- Born: September 11, 1931 Barra Bonita
- Died: January 14, 2019 São José dos Campos
- Occupations: Journalist, writer, lawyer, jurist

= Mário Ottoboni =

Brazilian journalist, writer, lawyer and creator of the APAC method

Mário Ottoboni (September 11, 1931, Barra Bonita, São Paulo – January 14, 2019, São José dos Campos, São Paulo) was a journalist, writer, lawyer, and creator of the Association for the Protection and Assistance of the Convicted (known as APAC).

He was married to Cidinha Ottoboni, who died on the same date as Mario, but in 2016.

== Early days ==
Mário Ottoboni was born in Barra Bonita, a town in the state of São Paulo. At the age of 12, his family moved to São José dos Campos.

He graduated as a lawyer in the Vale do Paraíba Law School.

As an adult, he worked as Secretary of Administration of the City Council of São José dos Campos for 27 years. In June 1967, he received from the Municipal Legislature the honor of "Cidadão Joseense".

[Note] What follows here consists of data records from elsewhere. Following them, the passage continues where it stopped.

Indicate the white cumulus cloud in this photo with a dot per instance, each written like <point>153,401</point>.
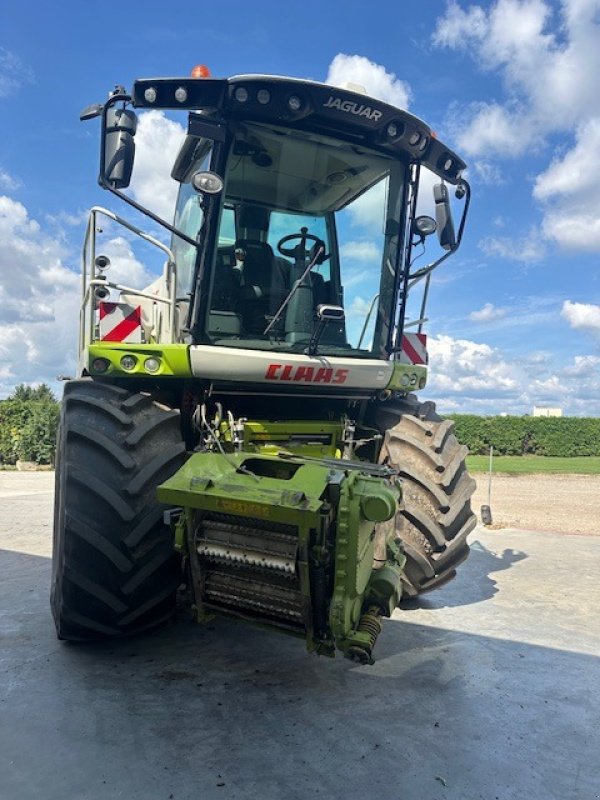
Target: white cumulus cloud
<point>374,77</point>
<point>39,301</point>
<point>582,316</point>
<point>361,251</point>
<point>489,313</point>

Aside from his work as secretary, he was a journalist and radio broadcaster, working for the local newspapers Diário da Manhã and Rádio Piratininga. He also got involved in local soccer. During his mandate as president of the Esporte Clube São José, he made possible the construction of the Martins Pereira Stadium (Portuguese: Estádio Martins Pereira). He was also the author of several books and plays. In 1965, during the Brazilian military dictatorship, one of his plays was censored and had actors detained scenery confiscated. The author was branded as a "communist active in the Paraíba Valley".

== Foundation of APAC ==

APAC was founded in 1972 as "Associação de Proteção e Assistência ao Condenado" (Association for the Protection and Assistance of the Convicted), by Christian volunteers led by Mário Ottoboni, seeking to re-habilitate prisoners from the Brazilian prison system through a humanized method. The first prison under the management of APAC was in São José dos Campos, in the same year of the foundation of the NGO. At the time, the acronym APAC meant "Amando o Próximo, Amarás a Cristo" ("Loving thy neighbor, thou shalt love Christ").

In 1974, the entity was separated into two: the legal entity, APAC – Associação de Proteção e Assistência aos Condenados (Association for the Protection and Assistance of the Convicted) – and the spiritual entity, APAC – Amando o Próximo, Amarás a Cristo.

In the APAC prison model, there are no police officers or uniforms for the prisoners. The APAC method, among its elements, has work and religiosity in the process of re-socialization of the prisoner. The prisoners themselves have the keys to the gates.

APACs are units which are organized by the Brazilian Fraternidade Brasileira de Assistência aos Condenados (FBAC) (English: Fraternity of Assistance to Convicts), which in turn is linked to the Prison Fellowship International.

== Death and legacy ==
Mário Ottoboni was admitted to an ICU at the Antoninho da Rocha Marmo Hospital in São José dos Campos. He died on January 14, 2019, due to multiple organ failure.

The Brazilian Association of Criminal Lawyers (Abracrim) released a note of regret for the death and highlighted Ottoboni's work. "Mário Ottoboni is one of those irreplaceable people and his death makes the world poorer," the entity stated.

As his legacy, more than 100 APACs were created throughout Brazil, in addition to the application of the APAC method, even if in a limited way, in countries such as Germany, the United States, the Netherlands, Norway, Colombia, Costa Rica, Chéquia, Singapore, and Chile.